By the way -- off topic -- I've taken the liberty of compiling a "favorites" section for you on the sidebar. Please let me know what you'd like to add.

Texan99 said...

Oh, man, it feels like Christmas! Thanks!

bthun said...
This comment has been removed by the author.
Anonymous said...

One could think of the US having a popular "revolt" every two years, with a bigger one at the four-year mark. Seriously, elections are what we do, so that we can have policy change without bloodletting.

I don't see the GOP dying, so much as being taken over. I believe that both parties will survive, in name if not in content, because Americans like to have two parties, and they will replace politicians who fail.

Here's some follow-up on the past sins of the Democratic Party. I've been looking for this, because as I said before, the cognitive dissonance between what they've been saying and what's verifiable runs up my nerves like a nail across a chalk board.

Three to five years ago, I would have laughed at anybody who told me that I'd support Newt Gingrich for President. But a a lot of what I knew then turned out to be deliberate falsification for political gain.

I don't say Newt is perfect, and I would run from his attention socially, but for the limited purpose of setting right this country's fiscal policy, he'd be fine.


bthun said...

Take 2: This time watching the my digits who seem to have a mind of their own...

As usual, excellent commentary.

I have but one question before I'd be willing to break out the Jack Daniels, cigars, and start in on a da^^^ed uber, super-duper delegate elitist/Bilderberg rant... To whom exactly was Mitchell speaking when she was given this reinvention/restoration of the smoke filled room plan?

bthun said...


Your comment reminded me to search my bookmarks. A while back, I rooted around the intertubes searching for dater on the Newt's ethics did not meet D.C. standards event.
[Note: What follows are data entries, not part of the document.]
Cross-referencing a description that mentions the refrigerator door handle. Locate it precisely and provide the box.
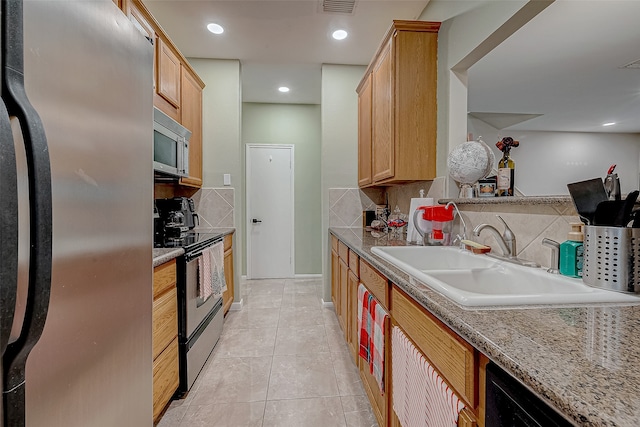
[1,0,52,427]
[0,100,18,362]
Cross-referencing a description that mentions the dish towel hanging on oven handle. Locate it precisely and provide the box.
[198,242,227,301]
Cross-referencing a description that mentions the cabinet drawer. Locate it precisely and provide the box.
[224,234,233,252]
[391,287,477,408]
[153,287,178,359]
[153,259,176,299]
[338,241,349,263]
[349,249,360,277]
[360,260,389,310]
[153,337,180,421]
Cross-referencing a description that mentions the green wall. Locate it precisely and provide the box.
[321,64,367,302]
[242,102,322,274]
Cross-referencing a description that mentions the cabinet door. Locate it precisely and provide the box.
[359,310,391,426]
[358,74,371,187]
[180,67,202,187]
[371,37,395,182]
[336,258,349,334]
[153,337,180,422]
[157,38,181,113]
[331,250,340,315]
[153,287,178,360]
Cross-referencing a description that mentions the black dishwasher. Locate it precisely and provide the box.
[485,362,573,427]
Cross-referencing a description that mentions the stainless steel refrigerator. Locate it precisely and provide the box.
[0,0,153,427]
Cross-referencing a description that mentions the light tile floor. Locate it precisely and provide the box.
[158,279,378,427]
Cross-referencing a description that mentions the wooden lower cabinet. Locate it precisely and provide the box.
[222,234,235,314]
[331,236,480,427]
[152,259,180,422]
[336,258,349,334]
[347,269,360,363]
[356,268,391,426]
[153,337,180,422]
[358,310,391,426]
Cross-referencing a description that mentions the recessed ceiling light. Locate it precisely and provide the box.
[207,23,224,34]
[332,30,349,40]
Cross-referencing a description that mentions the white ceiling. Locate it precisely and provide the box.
[145,0,428,104]
[468,0,640,133]
[145,0,640,133]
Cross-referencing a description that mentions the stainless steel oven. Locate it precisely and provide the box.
[163,231,224,395]
[178,246,224,392]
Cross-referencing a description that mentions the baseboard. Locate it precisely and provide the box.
[240,274,322,282]
[293,274,322,279]
[322,298,333,308]
[229,299,244,311]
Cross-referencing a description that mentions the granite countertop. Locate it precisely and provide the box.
[153,248,184,268]
[153,227,236,267]
[329,228,640,426]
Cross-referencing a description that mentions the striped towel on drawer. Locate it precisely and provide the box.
[369,299,389,393]
[391,326,465,427]
[358,283,389,393]
[358,283,373,363]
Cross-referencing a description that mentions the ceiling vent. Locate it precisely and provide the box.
[322,0,356,14]
[618,59,640,70]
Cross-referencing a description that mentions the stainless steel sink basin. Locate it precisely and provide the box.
[372,246,640,307]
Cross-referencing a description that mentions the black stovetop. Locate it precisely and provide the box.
[154,230,223,252]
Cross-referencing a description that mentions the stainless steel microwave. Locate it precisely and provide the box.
[153,108,191,181]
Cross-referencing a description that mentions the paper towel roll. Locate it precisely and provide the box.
[407,197,433,243]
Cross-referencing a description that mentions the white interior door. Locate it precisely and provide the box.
[246,144,294,279]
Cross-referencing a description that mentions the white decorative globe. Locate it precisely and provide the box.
[447,141,495,184]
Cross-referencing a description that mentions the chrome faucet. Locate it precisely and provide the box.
[444,202,467,249]
[473,215,518,259]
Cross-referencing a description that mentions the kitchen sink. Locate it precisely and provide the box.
[371,246,498,274]
[372,246,640,307]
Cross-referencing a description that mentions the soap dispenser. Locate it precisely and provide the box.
[560,222,584,277]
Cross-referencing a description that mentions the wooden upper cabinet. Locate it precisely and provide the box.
[127,0,158,88]
[358,21,440,187]
[371,39,395,186]
[156,38,181,120]
[357,74,372,187]
[180,67,204,187]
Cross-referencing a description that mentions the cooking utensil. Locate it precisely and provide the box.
[567,178,608,224]
[613,190,640,227]
[591,200,625,226]
[593,190,640,227]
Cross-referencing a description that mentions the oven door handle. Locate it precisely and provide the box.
[184,238,223,262]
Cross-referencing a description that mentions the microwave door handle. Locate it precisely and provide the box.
[0,0,52,426]
[180,137,189,176]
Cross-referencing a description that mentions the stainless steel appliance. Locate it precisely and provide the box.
[153,108,191,181]
[158,231,224,394]
[0,0,153,427]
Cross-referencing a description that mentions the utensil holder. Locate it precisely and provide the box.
[582,225,640,293]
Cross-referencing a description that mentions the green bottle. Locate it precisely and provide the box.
[560,222,584,277]
[497,147,516,196]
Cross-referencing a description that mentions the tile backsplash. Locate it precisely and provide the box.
[192,187,235,227]
[329,188,384,227]
[455,202,580,267]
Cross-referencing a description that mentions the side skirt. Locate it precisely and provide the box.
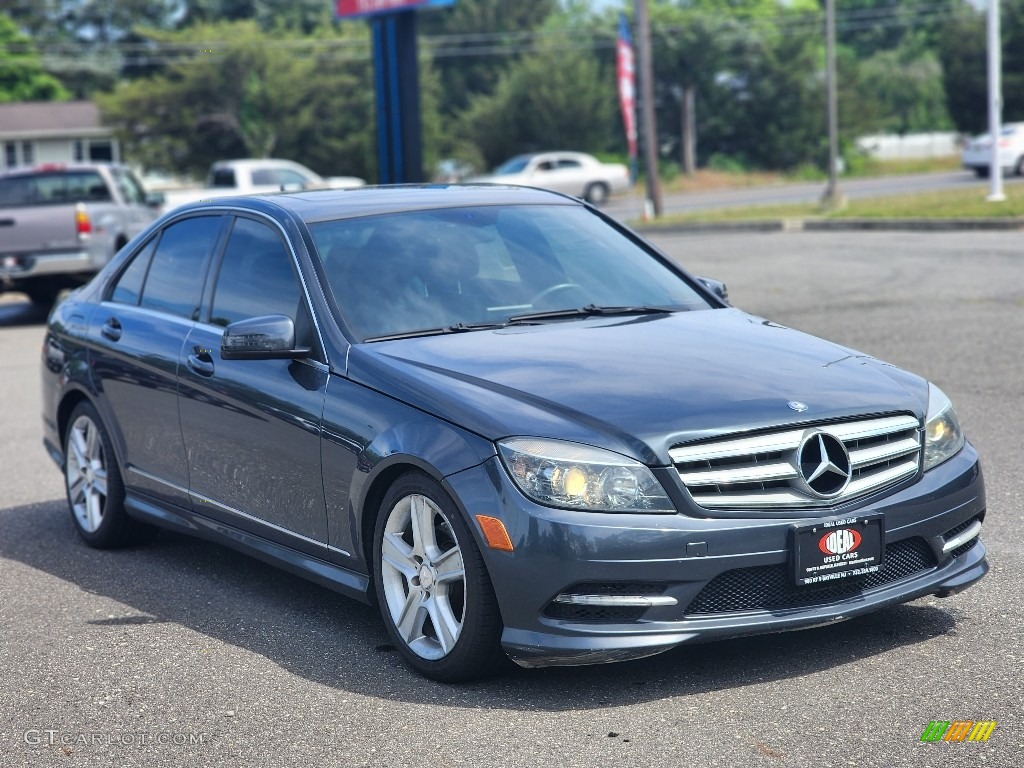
[125,494,373,604]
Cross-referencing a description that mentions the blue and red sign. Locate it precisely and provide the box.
[334,0,455,18]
I found the CNN blurb on the IRS clearing Newt of the last of the ethics violations, and in print, just to supplement your link...
IIRC it was a witch hunt on rails.


bthun said...

Sheesh... The head to digits comm link appears to be on the fritz again. Please allow me to insert allegations that between dater on the and Newt's ethics did not meet D.C. standards in my previous comment.

Cass said...


I read that article this morning and will be writing about it when I have more time.

One of the most interesting things on the Internet (to me at least!) is seeing how people on different sides of the political fence cover a story. That article left a LOT out :p And so does the Left - they do it all the time.

Leaving part of the facts out is a distortion. That's where the phrase "lying by omission" came from. It's not a lie per se, but it's not an accurate recounting, either.

York didn't say anything untrue, but by the same token he chose to leave a fair amount out. And that's my problem with the whole "Everyone knows Newt has baggage" argument. It reduces a complex story to a soundbyte.

Anyway, I'll let y'all know when I have time to get to this and you can tell me where you think I'm wrong :)

douglas said...

"I don't see the GOP dying, so much as being taken over. I believe that both parties will survive, in name if not in content, because Americans like to have two parties, and they will replace politicians who fail."

I can see it as a possibility. In this day and age, a movement can build the infrastructure needed to make a party work fairly quickly- I offer the Tea parties as evidence, even though they are not a political party, they could quickly become the core of a new, third party. Michael Medved rightly tells us that third parties are wastes of time and mostly crazy, but under the right circumstances, you could birth a legitimate third party, and it would be the death of the Republican party. I don't see it happening to the Dems, but I suppose it's also possible. History is a good guide, but when technologies change, other things change too. We may be in a new political era and not even realize the extent of it all.